If Pallywood had an awards night, it seems Mohammed al-Dura would be there—and standing on his own two feet.
The Aftermath
For all its faults and shortcomings (which, it seems, trained journalists notionally pick up on and filter out), Pallywood is hugely successful. In the case of Mohammed al-Dura, it created a child martyr superstar that inspired, and likely is still inspiring, dozens of Palestinians to commit murder. Literally over and over and over and over and over the image of the al-Duras being “shot” is pounded home to shame Islamic viewers of bin Laden’s newest recruitment tape. It poisoned international opinion toward Israel from the Middle East to Europe and beyond. In Paris and elsewhere, huge demonstrations equated Jews with Nazi exterminators. The hatred grew until at the Sept. 7, 2001, Durban conference against racism, Israel and the United States were demonized, with effigies of al-Dura carried through the streets.
Four days later, everyone forgot about al-Dura and Enderlin when a new voice-over burned its way into our conscience: “Another plane has just hit the World Trade Center.”
While it’s true that Bin Laden probably didn’t abruptly conspire to murder thousands of Americans simply upon seeing Enderlin’s report, there’s no denying an indirect connection between that explosive log on the fire and Bin Laden’s subsequent calculation that the Muslim world was ready for September 11.
It’s hard to say such an impression would have been miscalculated.
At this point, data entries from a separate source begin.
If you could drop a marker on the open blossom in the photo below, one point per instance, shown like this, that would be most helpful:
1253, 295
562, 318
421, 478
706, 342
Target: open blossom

As the World Trade Center appeared on television screens in Gaza, Ramallah, Israel and the world, Palestinians filled the streets, old women and young children cheering and smiling along with men and youths, expressions of relief and delight on their faces.
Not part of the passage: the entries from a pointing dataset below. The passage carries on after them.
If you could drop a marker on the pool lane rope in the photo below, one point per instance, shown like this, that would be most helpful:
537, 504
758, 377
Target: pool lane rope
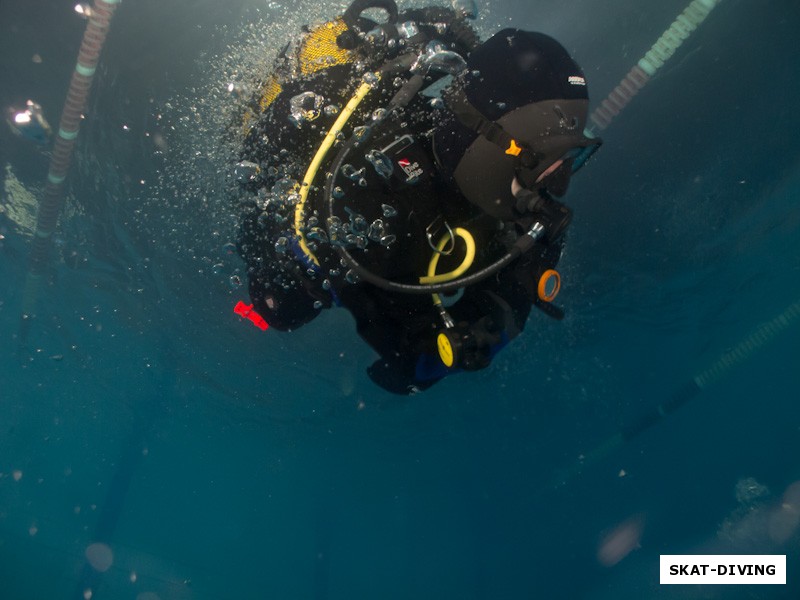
63, 148
681, 28
617, 100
Recent evidence not only indicts the deadly al-Dura France 2 broadcast, but also other generally respected organizations such as cnn, the New York Times, the Associated Press, Reuters, the bbc and others who have turned a blind eye to partisan and even terrorist newsfeeds in Israel, Lebanon and elsewhere.
If it’s fiction and an anti-Israel bias you’re looking for, you now have two choices: Hollywood and Pallywood.